Nestled in central Alberta roughly halfway between Calgary and Red Deer, Didsbury sits comfortably within the Calgary-Edmonton Corridor at the foothills of the Rocky Mountains. The town lies along Alberta Highway 2A, close to the Queen Elizabeth II Highway, making it well connected to the region’s two largest cities. Didsbury is surrounded by Mountain View County, whose municipal office sits just north of the town. The closest neighbouring communities are the town of Olds to the north and Carstairs to the south.
History and Origins
Didsbury takes its name from the township of Didsbury, now a suburban district of Manchester, England. The area’s earliest settlers were German Mennonites who had originally left Pennsylvania after the American Revolution and established roots in Waterloo County, Ontario. In 1894, the government of Sir John A. Macdonald granted them land in the area. Because settlement remained sparse in those early years, growth as a service centre was slow. The settlers’ first priority was building a church, followed closely by establishing individual farmsteads. The arrival of the Calgary and Edmonton Railway in 1891 helped accelerate development, and the Canadian Pacific Railway, which absorbed that line, constructed a station in town in 1904. Didsbury was incorporated as a village in 1905, then as a town on September 6, 1906. Fires in 1914 and 1924 destroyed much of the early commercial streetscape, prompting Town Council to pass a bylaw requiring masonry construction for all new downtown commercial buildings. Many of those brick buildings were still standing as of 2005. On July 1, 2023, an EF4 tornado caused severe damage just south of the town.

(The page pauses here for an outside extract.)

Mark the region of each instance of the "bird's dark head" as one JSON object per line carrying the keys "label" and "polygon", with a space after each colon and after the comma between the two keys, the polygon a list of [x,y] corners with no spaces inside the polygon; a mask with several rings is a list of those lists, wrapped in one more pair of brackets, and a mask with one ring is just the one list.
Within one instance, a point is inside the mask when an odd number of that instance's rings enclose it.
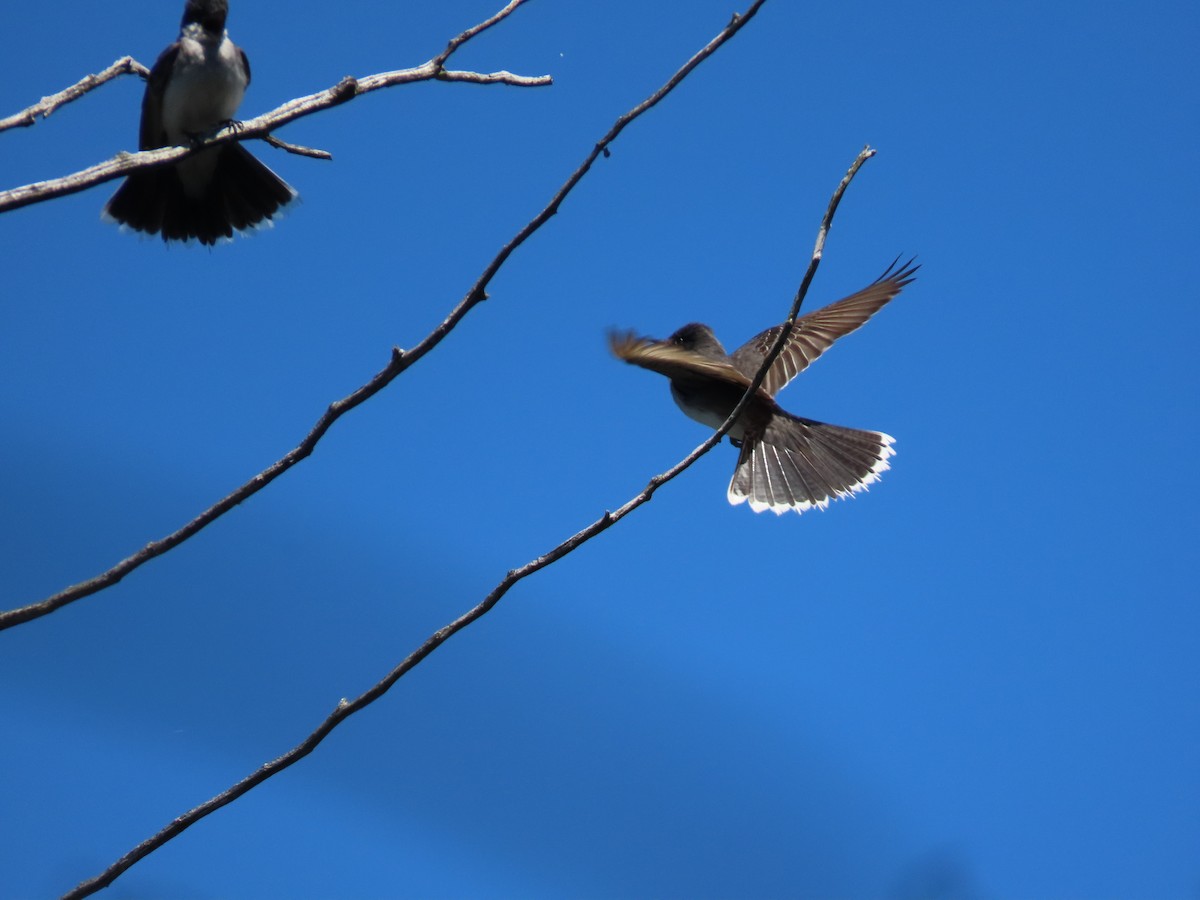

Population, Infrastructure, and Community
According to the 2021 Census of Population conducted by Statistics Canada, Didsbury had a population of 5,070 residents living in 2,047 of its 2,157 total private dwellings. That represented a decline of 3.8% from the 2016 figure of 5,268, which had itself been a 6.3% increase over the 2011 count of 4,957. The town covers a land area of 16.12 square kilometres, giving it a population density of approximately 314.5 people per square kilometre. In terms of amenities, the town is home to six parks, a golf course, an aquatic centre, and a hockey rink. A hospital and a Royal Canadian Mounted Police detachment serve both the town and the surrounding area. Three schools operate within Didsbury under the jurisdiction of the Chinook’s Edge School Division. For aviation, the Olds-Didsbury Airport accommodates small aircraft and general aviation traffic in the area.